Italian forces taking part in the United Nations peacekeeping force in Lebanon will retaliate if they are attacked by Hizbullah or any other armed group in the tiny Mediterranean country, Italy’s Ambassador to Israel Sandro De Bernardin told Ynetnews on Wednesday.
“Of course they will respond. They have the right of self-defense,” he said.
De Bernardin added that the Italian government opted for a generous contribution to the UN peacekeeping force in Lebanon based on the conviction that stability in the Middle East served Europe’s security interests.
Italy agreed to send 2,500 troops to a UN peacekeeping force tasked with implementing a truce between Israel and Hizbullah under Security Council Resolution 1701, which ended 34 days of fighting. The Resolution mandates the force with helping the Lebanese Army send troops to the south of the country for the first time in decades and halt weapons supplies to Hizbullah.
“I would say that our commitment depends mainly on two reasons. The first is the conviction that the stability and the security of this region are of paramount importance also to the security and stability of Europe. It is in our own interest to contribute to a solution for the problem of this region,” Mr. De Bernardin said.

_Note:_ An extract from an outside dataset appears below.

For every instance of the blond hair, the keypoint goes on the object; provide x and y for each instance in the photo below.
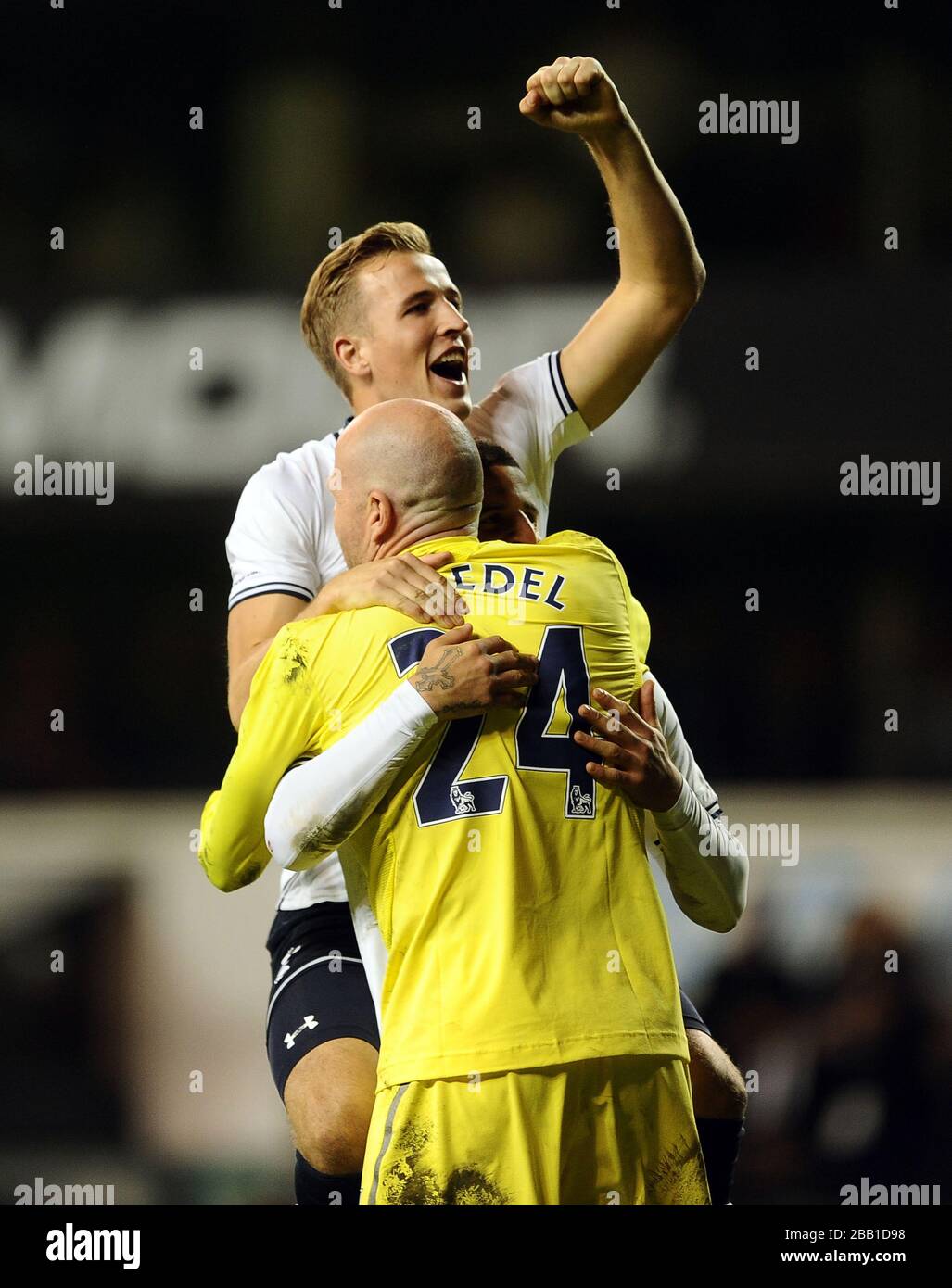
(331, 296)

Bernardin added that Rome is “aware that peace has its price” but believes that the burden of securing stability in the Middle East is a responsibility that should be shared by the international community.
Asked whether Italy feared that its military involvement in Lebanon could touch off terror attacks by Islamic fundamentalists against civilians back home, De Bernardin said the Italian government was aware of the threat of terrorism but there was “no specific reason” for alarm.
About UN Secretary-General Kofi Annan’s visits to Damascus and Tehran, and the credibility of reaffirmations from both capitals to cooperate on the implementation of Resolution 1701, Bernardin said Italy believes that western countries should isolate neither Iran nor Syria, a position shared by most European capitals but opposed by Washington.
With regards to Iran’s controversial nuclear program, Bernardin said that should the Security Council approve tough sanctions on Tehran or even the use of force as a last resort to halt the Islamic Republic’s nuclear activities, Italy would back such moves.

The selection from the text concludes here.